Česká národní banka

Minutes of the Board Meeting on 30 May 2002

Present at the meeting: Zdeněk Tůma (Governor), Oldřich Dědek (Vice-Governor), Luděk Niedermayer (Vice-Governor), Michaela Erbenová (Chief Executive Director), Jan Frait (Chief Executive Director), Pavel Štěpánek (Chief Executive Director)

The Board opened the meeting with a discussion of the May situational report. The report assessed the new information published since the inflation forecast was presented in the large April situational report.

Inflation in April developed in line with the forecast and ended close to the lower boundary of the CNB's targeted band. Fuel prices as a part of "adjusted inflation" registered higher growth than originally expected. However, the month-on-month decline in other prices offset this development, confirming the absence of any significant inflationary pressures in the economy. Producer prices also corresponded with the forecast. Import prices registered a slightly higher decline due to a strong Czech koruna.

Industrial production continued to display dynamic growth. There was, nevertheless, a slowdown in industrial sales, which was primarily connected to supplies for the domestic market. This could signal a slowdown in domestic economic activity. On the other hand, growth in retail sales pointed to steady private consumption dynamics more towards the upper half of the forecast band. On the labour market, growth in seasonally adjusted unemployment and the decline in the number of job vacancies continued. Wages in industry rose in March at a slightly slower pace than predicted by the forecast. Nominal unit wage costs in industry were, for the time being, relatively flat.

In nominal terms, the April balance of trade improved year-on-year by about CZK 10 billion. From January to April, this improvement had already reached CZK 27 billion. This indicated that the deficit for 2002 as a whole could be lower than the CNB's current prediction. Approximately 50% of this improvement was due to price effects. However, development in real terms was also favourable, especially thanks to higher export in the group of machinery and transport, which reflected the positive development on the supply side of the economy. The decline in investment imports also had some impact. This could, on the contrary, indicate a decline in domestic investment activity.
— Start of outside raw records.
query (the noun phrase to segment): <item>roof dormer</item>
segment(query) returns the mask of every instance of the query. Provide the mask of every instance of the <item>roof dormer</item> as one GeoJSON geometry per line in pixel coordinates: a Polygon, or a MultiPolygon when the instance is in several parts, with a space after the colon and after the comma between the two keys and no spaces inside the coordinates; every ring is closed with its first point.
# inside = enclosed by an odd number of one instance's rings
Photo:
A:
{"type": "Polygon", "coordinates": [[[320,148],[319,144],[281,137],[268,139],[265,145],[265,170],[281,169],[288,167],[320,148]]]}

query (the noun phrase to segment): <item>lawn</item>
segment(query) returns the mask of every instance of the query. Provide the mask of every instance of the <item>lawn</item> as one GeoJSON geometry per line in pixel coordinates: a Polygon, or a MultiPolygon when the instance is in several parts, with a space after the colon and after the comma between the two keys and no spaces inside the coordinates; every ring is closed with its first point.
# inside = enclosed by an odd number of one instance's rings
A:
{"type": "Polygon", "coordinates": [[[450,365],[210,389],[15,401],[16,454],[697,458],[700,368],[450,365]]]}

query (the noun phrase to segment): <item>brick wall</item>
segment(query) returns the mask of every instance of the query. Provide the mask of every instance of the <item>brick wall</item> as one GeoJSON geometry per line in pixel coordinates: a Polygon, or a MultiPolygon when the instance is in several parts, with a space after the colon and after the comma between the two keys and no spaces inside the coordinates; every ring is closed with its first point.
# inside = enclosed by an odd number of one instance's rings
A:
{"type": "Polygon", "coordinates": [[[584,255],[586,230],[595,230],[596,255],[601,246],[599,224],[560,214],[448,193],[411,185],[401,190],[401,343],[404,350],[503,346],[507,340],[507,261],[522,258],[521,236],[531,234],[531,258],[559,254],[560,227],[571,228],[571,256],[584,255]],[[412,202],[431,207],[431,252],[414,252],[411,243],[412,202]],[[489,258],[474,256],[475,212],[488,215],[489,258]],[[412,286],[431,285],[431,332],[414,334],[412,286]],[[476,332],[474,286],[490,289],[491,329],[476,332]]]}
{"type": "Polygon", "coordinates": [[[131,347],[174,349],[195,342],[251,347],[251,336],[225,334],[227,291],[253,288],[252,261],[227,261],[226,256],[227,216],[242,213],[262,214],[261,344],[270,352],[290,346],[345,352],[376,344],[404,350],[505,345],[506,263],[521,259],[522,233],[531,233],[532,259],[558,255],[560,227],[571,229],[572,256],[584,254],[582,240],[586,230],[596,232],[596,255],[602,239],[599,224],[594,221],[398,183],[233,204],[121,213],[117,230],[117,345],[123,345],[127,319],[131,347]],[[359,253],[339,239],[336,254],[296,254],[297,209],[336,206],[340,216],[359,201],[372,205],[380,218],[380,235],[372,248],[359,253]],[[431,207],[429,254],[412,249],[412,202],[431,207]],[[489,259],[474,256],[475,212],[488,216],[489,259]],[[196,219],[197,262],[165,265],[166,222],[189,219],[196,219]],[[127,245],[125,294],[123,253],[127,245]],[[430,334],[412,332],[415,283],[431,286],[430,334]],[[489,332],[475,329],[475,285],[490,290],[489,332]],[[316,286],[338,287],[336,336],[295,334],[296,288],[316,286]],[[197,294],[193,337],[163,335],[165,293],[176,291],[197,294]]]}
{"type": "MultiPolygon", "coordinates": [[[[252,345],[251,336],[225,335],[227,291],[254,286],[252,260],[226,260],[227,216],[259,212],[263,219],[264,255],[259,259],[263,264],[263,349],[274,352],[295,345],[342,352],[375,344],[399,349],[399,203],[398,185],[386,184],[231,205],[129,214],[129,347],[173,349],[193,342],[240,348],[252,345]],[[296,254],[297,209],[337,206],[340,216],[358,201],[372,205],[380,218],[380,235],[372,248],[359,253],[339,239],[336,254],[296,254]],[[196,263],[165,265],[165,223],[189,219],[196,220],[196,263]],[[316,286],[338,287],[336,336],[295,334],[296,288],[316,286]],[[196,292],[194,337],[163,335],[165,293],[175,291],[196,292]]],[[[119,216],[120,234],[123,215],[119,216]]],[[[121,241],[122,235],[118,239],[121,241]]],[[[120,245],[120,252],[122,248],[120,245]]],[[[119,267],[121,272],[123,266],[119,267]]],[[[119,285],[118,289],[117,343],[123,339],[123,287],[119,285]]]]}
After the April reduction in the two-week repo rate, the money market registered a proportional decline in the yield curve. The cut in the repo rate prevented any sharper rises in real interest rates due to the decline in inflation and inflation expectations. From an ex ante viewpoint, real rates slightly dropped, while ex post, rates showed a slight increase only.

On the whole, the May situational report indicated that some figures published last month were headed in an upward direction compared to the April forecast, while other data were weaker than expected. Overall, though, the balance of inflation forecast risks had not changed. There was a prevalence of downward risks associated with the strong exchange rate and the potentially higher downward flexibility of tradable goods prices, which could result from longer-term persistence of the exchange rate at this level.

In the discussion following the presentation of the situational report, the Board, though, stressed that the risks of the April inflation forecast could not be perceived in the same way as during the April board meeting. The 50 basis point cut in the repo rate, at the very least, had compensated for the risk related to the spontaneous tightening of the interest rate component of real monetary conditions due to declining inflation and inflation expectations.

Even so, some of the board members argued that the CNB was still more capable of identifying the anti-inflationary risks than the inflationary ones, and hence, the balance of risks would continue in a slightly downward direction. In spite of the strong cut in interest rates, real monetary conditions were not more relaxed than before. The exchange rate remained at a strong level. Contrary to this, however, one view suggested that the risks may now be seen as balanced. Lowering interest rates corrected some of the risks. The exchange rate was stabilised, and even from a more pessimistic standpoint, the real economy data were at worst mixed in nature.

There was consensus among the board members that the trade balance figures partially reflected the previous wave of export-oriented investment and structural changes in the economy. However, it was warned that no definite conclusions could be made so far on the economy's ability to cope without interference from abrupt exchange rate appreciation. The negative impact of this strengthening was expected to surface with some delay. In this context, the decline in investment imports was also discussed. This particular development could indirectly reflect the effect of the strong exchange rate, reducing company profits and, in turn, funds for investment. A slowdown in investment activity could have a negative effect on the supply side of the economy if persistent over a longer period of time.

The Board also focused on credit growth, which at this time, mainly concerned loans to private individuals. It was mentioned that the debt financing of consumption and housing construction would start to be a significant factor not only from the standpoint of the high rate of growth, but also in terms of absolute volume. In this way, monetary policy would acquire one of the standard channels for transmitting interest rate changes to aggregate demand. Accordingly, one view expressed that the present private consumption forecast did not take the actual situation into full account.

At the close of the meeting, the Board decided unanimously to leave the CNB two-week repo rate unchanged at 3.75%.